We try to map some of these titles across different companies with Levels.fyi
We also normalized some of the scope and responsibility definitions for software engineering levels based on what we've seen through company leveling rubrics that we collect: https://www.levels.fyi/blog/swe-level-framework.html
In my job, I was able to get a position just as "Software Developer." I didn't like devaluing "Software Engineer" and I didn't want to be seen as a WordPress guy if I used "Web Developer." (My job is web development with Laravel.) And lastly, I didn't want to be called "Junior" (because I have less than 5 years experience).
I think I started going to interview customers with my boss very early on my first job in the 90s. I've been given a team to manage after two years and I started doing interviews, analysis, requirements, etc on my own. Basically I was a senior engineer by then. The company was always very supportive so if I had to ask for advice I had somebody to ask to. After all 1/n-th of my boss' career depended by the outcome of my job.
Of course I'm much better at that kind of job now. I wonder how I could really understand my customers but obviously it was good enough.
My very first job even before I graduated was 'Senior' (not a brag, an indication that the title doesn't mean much.) Mid-level individual contributors at Goldman Sachs are 'Vice President'. These titles can't be read literally, can't be quantified, and can't be compared between companies. Any attempt to do so is futile.
I think what is important is once to have seen couple of times the happy path (successful project) and at least the unhappy path (unsuccessful project) and see how a senior can mitigate the repercussion of the unsuccessful project. Basically see the stuff which no book tells you.
Sometimes it means, "Able to work without someone looking over their shoulder at all times."
Sometimes it means, "Able to lead and mentor others."
And sometimes it means, "Has organizational skills above and beyond engineering skills, able to lead cross-team initiatives and deal with all the human/organization issues around the engineering."

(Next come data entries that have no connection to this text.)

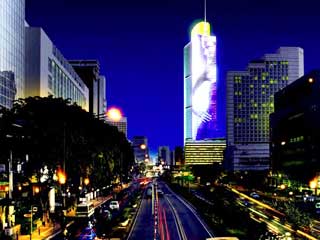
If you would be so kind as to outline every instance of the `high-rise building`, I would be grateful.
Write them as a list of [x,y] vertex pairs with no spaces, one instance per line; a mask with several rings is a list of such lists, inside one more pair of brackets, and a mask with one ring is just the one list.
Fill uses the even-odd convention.
[[26,27],[25,96],[62,97],[89,110],[89,90],[42,28]]
[[227,74],[227,150],[229,170],[270,167],[269,115],[274,94],[304,73],[303,49],[281,47],[251,61],[246,71]]
[[98,84],[97,113],[100,116],[107,111],[106,77],[100,75]]
[[308,184],[320,173],[320,71],[277,92],[270,117],[272,172]]
[[135,136],[132,139],[132,148],[136,163],[149,162],[148,139],[144,136]]
[[118,128],[119,132],[127,137],[127,118],[122,115],[120,109],[112,107],[104,114],[105,122]]
[[212,165],[222,164],[223,154],[226,149],[224,139],[186,141],[185,164],[187,165]]
[[217,116],[216,36],[196,24],[184,47],[184,141],[220,136]]
[[0,1],[0,107],[24,97],[25,0]]
[[114,120],[110,117],[106,117],[106,123],[118,128],[119,132],[122,132],[126,137],[128,136],[128,123],[126,117],[121,117],[119,120]]
[[160,164],[171,165],[170,148],[168,146],[160,146],[158,148],[158,160]]
[[106,111],[105,77],[100,76],[97,60],[70,60],[69,63],[89,88],[89,112],[104,115]]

The latter definition is the most interesting to me, it describes what "Staff" and "Principal" engineers do in most orgs. But if I had to pick a line to draw, I'd say that while a Staff or Principal spends most or all of their time working on projects that involve the human/organization issues around the engineering, a senior engineer is one who does this at least part of the time.
There are other, perfectly valid perspectives on what makes an engineer "senior," but what I like about this one that's relevant to TFA is that this kind of "seniority" is hard to fake.